ARC23 Speaker Jishnu Das

Using machine learning and network approaches to elucidate molecular phenotypes underlying Covid-19 outcomes: Integration of a structurally resolved protein network with signaling cascades uncovers immunomodulatory molecular phenotypes in infectious disease

Jishnu Das, assistant professor, Pitt Departments of Immunology and Computational & Systems Biology
Director, Computational Immunogenomics Core, Center for Systems Immunology, University of Pittsburgh School of Medicine

Abstract
Past work by us and others has demonstrated the critical importance of incorporating corresponding structural information in the integration of Mendelian mutations with protein networks, to elucidate molecular phenotypes underlying the corresponding genetic disorders, with high sensitivity and specificity. However, while Mendelian disorders are typically monogenic and often attributable to a handful of high penetrance mutations, the role of genomic variation in infectious disease is far more nuanced, as specific pathogens cause these disorders and the genetic variants are immunomodulatory. Here, we present a novel pipeline that integrates a structurally resolved reference human protein interactome with signaling cascades inferred from expression and chromatin accessibility data to uncover cell-type-specific immunomodulatory molecular phenotypes in infectious disease. We used Covid-19 as an exemplar given the availability of deep genotype data from the Covid-HGI, and corresponding cellular and molecular data. However, the framework is broadly applicable across infectious disease contexts.
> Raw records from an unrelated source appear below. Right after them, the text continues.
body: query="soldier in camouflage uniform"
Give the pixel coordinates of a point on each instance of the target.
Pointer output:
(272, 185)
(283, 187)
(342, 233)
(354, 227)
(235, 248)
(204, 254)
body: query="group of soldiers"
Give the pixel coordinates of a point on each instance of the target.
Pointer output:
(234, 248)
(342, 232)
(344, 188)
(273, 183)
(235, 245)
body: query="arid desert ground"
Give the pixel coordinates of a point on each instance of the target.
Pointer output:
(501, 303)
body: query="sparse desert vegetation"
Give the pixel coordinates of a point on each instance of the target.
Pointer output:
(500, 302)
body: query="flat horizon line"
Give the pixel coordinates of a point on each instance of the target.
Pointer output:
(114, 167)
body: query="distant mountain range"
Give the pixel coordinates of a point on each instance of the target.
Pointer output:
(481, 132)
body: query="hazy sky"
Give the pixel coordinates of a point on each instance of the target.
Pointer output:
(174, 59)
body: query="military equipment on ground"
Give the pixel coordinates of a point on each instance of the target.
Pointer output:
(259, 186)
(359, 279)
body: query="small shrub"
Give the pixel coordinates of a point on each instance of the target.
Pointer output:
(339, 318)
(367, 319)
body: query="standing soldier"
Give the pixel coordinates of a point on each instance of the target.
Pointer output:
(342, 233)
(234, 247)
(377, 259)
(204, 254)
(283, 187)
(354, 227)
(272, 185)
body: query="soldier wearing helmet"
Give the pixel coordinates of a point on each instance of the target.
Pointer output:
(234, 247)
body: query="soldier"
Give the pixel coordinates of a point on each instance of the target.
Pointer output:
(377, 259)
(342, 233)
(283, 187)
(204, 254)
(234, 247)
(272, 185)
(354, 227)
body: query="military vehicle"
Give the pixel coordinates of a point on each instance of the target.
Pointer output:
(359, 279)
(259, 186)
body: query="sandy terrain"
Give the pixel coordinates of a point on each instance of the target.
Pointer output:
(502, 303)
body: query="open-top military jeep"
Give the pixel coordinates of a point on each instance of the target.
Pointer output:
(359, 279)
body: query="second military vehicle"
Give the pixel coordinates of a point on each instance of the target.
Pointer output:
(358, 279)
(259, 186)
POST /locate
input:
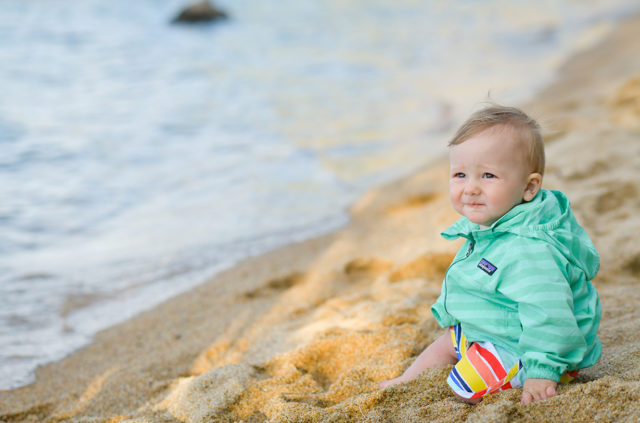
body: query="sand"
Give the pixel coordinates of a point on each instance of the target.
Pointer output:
(304, 333)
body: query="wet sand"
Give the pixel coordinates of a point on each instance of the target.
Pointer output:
(304, 333)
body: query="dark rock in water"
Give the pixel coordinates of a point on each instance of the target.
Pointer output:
(200, 12)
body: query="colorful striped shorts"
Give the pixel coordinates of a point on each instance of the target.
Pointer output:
(481, 370)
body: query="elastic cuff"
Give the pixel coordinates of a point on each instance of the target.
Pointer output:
(543, 373)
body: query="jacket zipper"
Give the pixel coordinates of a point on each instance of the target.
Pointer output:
(444, 283)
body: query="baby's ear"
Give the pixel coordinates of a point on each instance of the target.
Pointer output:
(534, 182)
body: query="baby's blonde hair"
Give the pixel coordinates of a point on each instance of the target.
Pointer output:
(524, 127)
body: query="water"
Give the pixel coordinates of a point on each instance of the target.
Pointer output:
(139, 158)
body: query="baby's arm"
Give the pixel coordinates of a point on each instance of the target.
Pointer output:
(538, 390)
(439, 353)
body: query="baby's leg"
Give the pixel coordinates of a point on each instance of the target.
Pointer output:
(439, 353)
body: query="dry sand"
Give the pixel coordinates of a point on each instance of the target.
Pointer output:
(304, 333)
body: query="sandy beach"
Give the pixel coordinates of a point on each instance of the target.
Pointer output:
(304, 333)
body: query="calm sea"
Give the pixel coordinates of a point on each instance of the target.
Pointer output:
(139, 158)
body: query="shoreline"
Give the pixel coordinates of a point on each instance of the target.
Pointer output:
(359, 294)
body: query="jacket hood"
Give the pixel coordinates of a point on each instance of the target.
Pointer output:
(548, 217)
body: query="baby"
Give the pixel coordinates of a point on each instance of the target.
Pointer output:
(517, 301)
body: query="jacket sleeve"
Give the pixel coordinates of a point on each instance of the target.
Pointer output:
(551, 341)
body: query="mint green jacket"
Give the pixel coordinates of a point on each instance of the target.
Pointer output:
(524, 285)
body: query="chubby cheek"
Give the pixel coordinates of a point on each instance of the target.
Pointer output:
(455, 193)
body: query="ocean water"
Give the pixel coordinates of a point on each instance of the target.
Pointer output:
(139, 158)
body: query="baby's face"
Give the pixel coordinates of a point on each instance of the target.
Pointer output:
(489, 175)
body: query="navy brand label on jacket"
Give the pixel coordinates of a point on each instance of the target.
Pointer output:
(487, 267)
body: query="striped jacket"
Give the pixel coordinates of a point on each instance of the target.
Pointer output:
(524, 284)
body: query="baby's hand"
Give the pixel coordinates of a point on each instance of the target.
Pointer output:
(538, 390)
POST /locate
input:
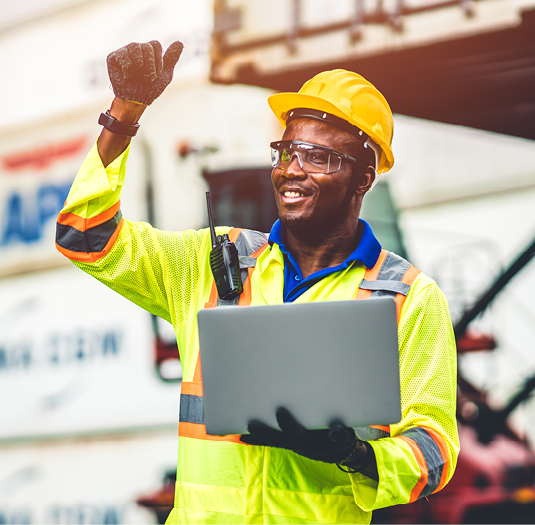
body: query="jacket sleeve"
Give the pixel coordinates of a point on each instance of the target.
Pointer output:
(420, 455)
(155, 269)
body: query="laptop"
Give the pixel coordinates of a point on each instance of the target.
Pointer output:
(321, 361)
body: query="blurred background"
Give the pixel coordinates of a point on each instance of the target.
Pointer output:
(89, 383)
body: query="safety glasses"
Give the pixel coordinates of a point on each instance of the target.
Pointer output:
(312, 158)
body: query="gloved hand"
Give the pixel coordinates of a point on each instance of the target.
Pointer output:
(138, 72)
(338, 444)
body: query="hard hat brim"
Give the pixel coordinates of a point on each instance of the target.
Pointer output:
(282, 103)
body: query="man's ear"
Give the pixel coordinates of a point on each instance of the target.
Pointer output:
(366, 181)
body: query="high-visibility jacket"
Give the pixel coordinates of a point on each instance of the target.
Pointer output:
(219, 479)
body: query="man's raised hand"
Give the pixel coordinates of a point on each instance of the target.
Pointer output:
(139, 73)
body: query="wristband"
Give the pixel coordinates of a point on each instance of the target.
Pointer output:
(113, 125)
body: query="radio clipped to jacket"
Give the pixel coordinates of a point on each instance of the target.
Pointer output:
(224, 261)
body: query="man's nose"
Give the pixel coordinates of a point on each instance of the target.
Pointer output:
(295, 168)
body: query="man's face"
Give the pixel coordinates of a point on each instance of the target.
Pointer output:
(317, 201)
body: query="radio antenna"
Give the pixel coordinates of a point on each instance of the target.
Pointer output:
(211, 220)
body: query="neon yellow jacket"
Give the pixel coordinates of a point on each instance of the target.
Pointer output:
(220, 480)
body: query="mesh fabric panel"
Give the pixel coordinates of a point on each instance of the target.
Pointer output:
(158, 270)
(429, 363)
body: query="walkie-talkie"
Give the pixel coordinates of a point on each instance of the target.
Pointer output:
(224, 261)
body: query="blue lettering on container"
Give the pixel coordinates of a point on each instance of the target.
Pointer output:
(26, 215)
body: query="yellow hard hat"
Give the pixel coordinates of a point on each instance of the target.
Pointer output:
(348, 96)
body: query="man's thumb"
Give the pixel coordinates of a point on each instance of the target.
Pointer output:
(172, 55)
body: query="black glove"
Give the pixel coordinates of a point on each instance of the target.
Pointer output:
(338, 444)
(139, 73)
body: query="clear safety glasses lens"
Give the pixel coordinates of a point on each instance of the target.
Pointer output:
(312, 158)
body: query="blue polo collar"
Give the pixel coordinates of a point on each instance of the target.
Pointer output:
(367, 252)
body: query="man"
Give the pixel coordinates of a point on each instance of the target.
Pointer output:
(338, 132)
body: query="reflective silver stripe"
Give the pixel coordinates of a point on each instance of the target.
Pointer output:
(249, 241)
(191, 409)
(387, 286)
(370, 434)
(433, 458)
(247, 262)
(388, 280)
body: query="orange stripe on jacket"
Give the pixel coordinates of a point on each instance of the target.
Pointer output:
(422, 464)
(439, 440)
(71, 219)
(92, 257)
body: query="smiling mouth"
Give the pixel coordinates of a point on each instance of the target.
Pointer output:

We combined genotype data for COVID-19 disease occurrence and severity with a structurally resolved reference human protein interactome network to identify coding mutations at and away from the interfaces of specific protein-protein interactions. We then compared the cell-type-specific functional impact of these variants to non-coding regulatory variants that attain/do not attain genome-wide significance. The functional impact of these classes of mutations on different specific cell types was inferred via network propagation of the effects of these mutations on cell-intrinsic and cell-extrinsic signaling networks inferred from scRNA-seq and scATAC-seq data. Mutation effects within cell types were also ensembled to evaluate the relative importance of different cell types in Covid-19 pathogenesis. We recapitulated the well-known roles of classical and non-classical monocytes in Covid-19 pathogenesis. However, surprisingly, we found that a large component of the signal was driven by only a handful of prioritized coding variants at specific protein interaction interfaces. These were functionally as important as genome-wide-significant regulatory variants, and both sets were far more important than all other classes of variants. Of particular interest, were three variants prioritized by our pipelines that provide novel mechanistic insights into how genotypic differences modulate the host immune response to Covid-19. Our framework is broadly applicable to other infectious disease contexts.

Biography
Jishnu Das completed an undergrad degree in Bioengineering at the Indian Institute of Technology Kanpur followed by graduate studies in Computational Biology at Cornell University. After a short postdoc at the Ragon Institute of MGH, MIT & Harvard/MIT, Jishnu started his lab in January 2020 as an Assistant Professor at the Center for Systems Immunology. His research involves using the use of machine learning, network systems and functional genomic approaches to integrate multi-omic datasets with biological networks to identify molecular phenotypes in infectious, autoimmune, and alloimmune diseases. His research is currently supported by 3 R01/R01-equivalent awards as PI/MPI and 9 other federal grants including NIH and DoD awards.